ISIS has claimed responsibility for an attack in Mozambique’s northern Cabo Delgado region on a graphite mining project run by an Australian company. Two security guards at the location were beheaded, according to the terrorist group.
Triton Minerals, an Australian mining exploration and development company, acknowledged the attack on its premises on June 8 in the Cabo Delgado province’s Ancuabe District. Two members of the company’s security and caretaker personnel were also slain, according to the corporation.
Previously the militants operated mainly in the districts of Macomia, Mocimboa da Praia and Meluco further north in the province, but the group has recently begun targeting districts in the south of the province as well.
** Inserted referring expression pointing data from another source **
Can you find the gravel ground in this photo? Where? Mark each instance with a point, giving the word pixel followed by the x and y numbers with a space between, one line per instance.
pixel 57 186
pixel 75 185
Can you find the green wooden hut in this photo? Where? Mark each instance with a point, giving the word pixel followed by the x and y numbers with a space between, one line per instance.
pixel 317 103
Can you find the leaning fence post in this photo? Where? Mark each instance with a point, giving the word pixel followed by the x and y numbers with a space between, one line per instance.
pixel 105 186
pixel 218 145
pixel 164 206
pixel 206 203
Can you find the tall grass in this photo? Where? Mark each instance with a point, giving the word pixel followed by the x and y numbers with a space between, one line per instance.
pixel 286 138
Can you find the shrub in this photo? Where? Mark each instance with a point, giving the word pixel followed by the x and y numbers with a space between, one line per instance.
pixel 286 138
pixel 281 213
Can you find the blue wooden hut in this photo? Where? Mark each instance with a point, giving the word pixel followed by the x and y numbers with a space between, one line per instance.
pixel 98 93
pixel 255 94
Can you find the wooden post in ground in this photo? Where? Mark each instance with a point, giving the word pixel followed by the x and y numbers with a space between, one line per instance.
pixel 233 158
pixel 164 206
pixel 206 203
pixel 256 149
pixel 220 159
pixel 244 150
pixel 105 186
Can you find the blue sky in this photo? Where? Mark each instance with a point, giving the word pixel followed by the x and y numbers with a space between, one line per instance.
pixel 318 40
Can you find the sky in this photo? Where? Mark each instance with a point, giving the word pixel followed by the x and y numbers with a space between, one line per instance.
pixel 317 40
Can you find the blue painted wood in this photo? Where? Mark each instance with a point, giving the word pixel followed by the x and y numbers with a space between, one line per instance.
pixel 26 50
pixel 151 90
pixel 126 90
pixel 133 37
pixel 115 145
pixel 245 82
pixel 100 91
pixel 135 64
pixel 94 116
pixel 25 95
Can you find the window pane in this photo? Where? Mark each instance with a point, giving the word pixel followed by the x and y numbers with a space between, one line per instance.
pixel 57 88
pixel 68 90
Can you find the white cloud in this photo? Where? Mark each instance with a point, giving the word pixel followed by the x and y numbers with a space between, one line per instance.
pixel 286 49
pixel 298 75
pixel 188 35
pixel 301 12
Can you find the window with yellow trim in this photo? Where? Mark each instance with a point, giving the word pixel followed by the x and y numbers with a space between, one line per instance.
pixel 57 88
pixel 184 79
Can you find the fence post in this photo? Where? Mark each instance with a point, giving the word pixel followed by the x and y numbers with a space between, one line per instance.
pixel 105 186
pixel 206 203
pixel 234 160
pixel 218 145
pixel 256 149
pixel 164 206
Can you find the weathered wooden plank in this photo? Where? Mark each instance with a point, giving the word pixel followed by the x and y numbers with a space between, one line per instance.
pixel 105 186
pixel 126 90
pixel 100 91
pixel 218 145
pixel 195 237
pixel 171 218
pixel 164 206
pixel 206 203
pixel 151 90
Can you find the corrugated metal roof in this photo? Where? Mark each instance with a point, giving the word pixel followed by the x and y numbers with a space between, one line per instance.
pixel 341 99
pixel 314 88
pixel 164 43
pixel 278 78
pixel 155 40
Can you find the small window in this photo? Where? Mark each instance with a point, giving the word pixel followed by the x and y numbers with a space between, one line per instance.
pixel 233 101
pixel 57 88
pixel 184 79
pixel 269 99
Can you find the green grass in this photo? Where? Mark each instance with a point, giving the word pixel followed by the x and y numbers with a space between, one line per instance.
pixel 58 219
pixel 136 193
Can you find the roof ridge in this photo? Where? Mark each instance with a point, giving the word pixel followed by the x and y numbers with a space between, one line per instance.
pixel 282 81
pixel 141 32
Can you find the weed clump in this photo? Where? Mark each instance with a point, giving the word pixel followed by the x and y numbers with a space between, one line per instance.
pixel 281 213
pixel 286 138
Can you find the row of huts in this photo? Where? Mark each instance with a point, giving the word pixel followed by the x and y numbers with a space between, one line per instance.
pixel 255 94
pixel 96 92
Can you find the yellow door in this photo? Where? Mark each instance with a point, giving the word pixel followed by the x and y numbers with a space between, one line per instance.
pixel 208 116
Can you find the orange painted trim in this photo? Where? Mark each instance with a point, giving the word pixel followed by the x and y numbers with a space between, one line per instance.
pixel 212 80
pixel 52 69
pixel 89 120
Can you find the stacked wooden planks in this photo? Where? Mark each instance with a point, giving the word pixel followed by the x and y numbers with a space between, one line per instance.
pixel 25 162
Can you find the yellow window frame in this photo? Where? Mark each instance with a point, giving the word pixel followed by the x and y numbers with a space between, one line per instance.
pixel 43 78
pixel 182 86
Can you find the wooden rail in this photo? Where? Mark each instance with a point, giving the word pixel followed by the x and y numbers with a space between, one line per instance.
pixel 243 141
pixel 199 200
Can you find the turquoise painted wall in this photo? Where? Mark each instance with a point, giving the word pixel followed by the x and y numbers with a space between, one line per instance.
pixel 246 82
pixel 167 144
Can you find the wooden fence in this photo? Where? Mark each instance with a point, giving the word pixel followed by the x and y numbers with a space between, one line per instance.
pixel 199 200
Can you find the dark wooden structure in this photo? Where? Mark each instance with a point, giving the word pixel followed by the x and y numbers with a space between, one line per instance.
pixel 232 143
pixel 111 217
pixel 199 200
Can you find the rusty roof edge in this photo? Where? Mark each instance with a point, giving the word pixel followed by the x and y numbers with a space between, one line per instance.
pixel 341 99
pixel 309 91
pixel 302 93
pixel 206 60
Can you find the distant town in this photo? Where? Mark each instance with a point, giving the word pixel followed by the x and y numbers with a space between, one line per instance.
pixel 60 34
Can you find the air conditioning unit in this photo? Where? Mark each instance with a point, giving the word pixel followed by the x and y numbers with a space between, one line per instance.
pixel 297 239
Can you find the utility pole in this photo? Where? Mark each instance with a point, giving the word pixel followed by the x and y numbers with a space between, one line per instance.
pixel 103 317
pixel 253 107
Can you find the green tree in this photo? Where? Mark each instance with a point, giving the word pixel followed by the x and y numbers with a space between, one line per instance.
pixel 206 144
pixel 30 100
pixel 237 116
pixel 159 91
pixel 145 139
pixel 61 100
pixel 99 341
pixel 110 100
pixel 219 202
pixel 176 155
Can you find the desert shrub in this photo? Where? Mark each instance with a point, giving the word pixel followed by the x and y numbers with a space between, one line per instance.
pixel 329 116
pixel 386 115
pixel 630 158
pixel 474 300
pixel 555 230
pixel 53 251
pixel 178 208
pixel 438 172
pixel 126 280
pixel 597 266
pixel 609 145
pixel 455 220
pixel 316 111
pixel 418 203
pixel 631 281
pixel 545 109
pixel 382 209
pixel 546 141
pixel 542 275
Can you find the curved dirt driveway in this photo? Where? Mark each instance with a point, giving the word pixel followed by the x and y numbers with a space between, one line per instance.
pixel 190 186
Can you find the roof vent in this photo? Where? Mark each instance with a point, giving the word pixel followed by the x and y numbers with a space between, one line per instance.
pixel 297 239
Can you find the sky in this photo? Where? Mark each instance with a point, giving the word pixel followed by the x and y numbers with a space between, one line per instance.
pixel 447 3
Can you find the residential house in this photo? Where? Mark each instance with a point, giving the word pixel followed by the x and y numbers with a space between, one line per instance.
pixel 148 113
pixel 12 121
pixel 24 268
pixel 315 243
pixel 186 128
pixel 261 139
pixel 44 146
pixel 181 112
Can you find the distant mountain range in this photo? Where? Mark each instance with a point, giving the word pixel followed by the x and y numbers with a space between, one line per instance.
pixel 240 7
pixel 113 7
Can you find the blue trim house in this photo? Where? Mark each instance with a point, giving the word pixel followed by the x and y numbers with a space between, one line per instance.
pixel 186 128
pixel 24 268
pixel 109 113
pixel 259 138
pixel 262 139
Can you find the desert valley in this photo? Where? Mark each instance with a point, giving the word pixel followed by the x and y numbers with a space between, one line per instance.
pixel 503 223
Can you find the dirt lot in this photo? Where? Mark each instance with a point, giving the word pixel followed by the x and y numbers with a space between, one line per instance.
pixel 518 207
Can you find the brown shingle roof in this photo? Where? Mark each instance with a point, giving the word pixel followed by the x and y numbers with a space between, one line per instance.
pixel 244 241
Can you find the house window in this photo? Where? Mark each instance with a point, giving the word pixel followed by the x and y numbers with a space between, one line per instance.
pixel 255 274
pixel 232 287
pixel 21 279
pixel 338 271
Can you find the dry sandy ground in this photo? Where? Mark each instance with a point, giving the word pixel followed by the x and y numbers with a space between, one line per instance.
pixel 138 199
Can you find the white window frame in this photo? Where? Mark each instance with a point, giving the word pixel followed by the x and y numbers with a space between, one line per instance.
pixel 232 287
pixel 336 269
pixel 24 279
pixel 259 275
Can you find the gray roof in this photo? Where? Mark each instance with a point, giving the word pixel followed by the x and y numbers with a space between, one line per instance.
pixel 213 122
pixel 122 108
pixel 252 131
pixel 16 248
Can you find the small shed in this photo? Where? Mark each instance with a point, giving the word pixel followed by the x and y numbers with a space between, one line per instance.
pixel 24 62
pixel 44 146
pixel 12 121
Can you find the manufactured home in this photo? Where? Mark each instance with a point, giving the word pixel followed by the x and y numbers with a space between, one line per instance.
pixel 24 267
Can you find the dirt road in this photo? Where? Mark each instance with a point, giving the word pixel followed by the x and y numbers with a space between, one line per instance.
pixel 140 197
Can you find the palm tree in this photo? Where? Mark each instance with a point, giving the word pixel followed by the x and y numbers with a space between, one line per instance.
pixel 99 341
Cabo Delgado has been at the centre of an insurgency since 2017 that has forced hundreds of thousands of people from their homes. As a regional response to this SADC, SADC deployed a mission on 15 July 2021 named SADC Mission in Mozambique (SAMIM) to support Mozambique in combatting terrorism and acts of violent extremism.
SAMIM comprises troops deployment from eight SADC member states namely, Angola, Botswana, Democratic Republic of Congo, Lesotho, Malawi, South Africa, United Republic of Tanzania and Zambia, working in collaboration with the Forças Armadas de Defesa de Moçambique (FADM) and other troops deployed to Cabo Delgado to combat acts of terrorism and violent extremism.
This recent attack in Cabo Delgado occurs just 3 months following a three-day visit to the province by SADC-state ambassadors to Mozambique who were there to monitor and celebrate the SADC mission in the country.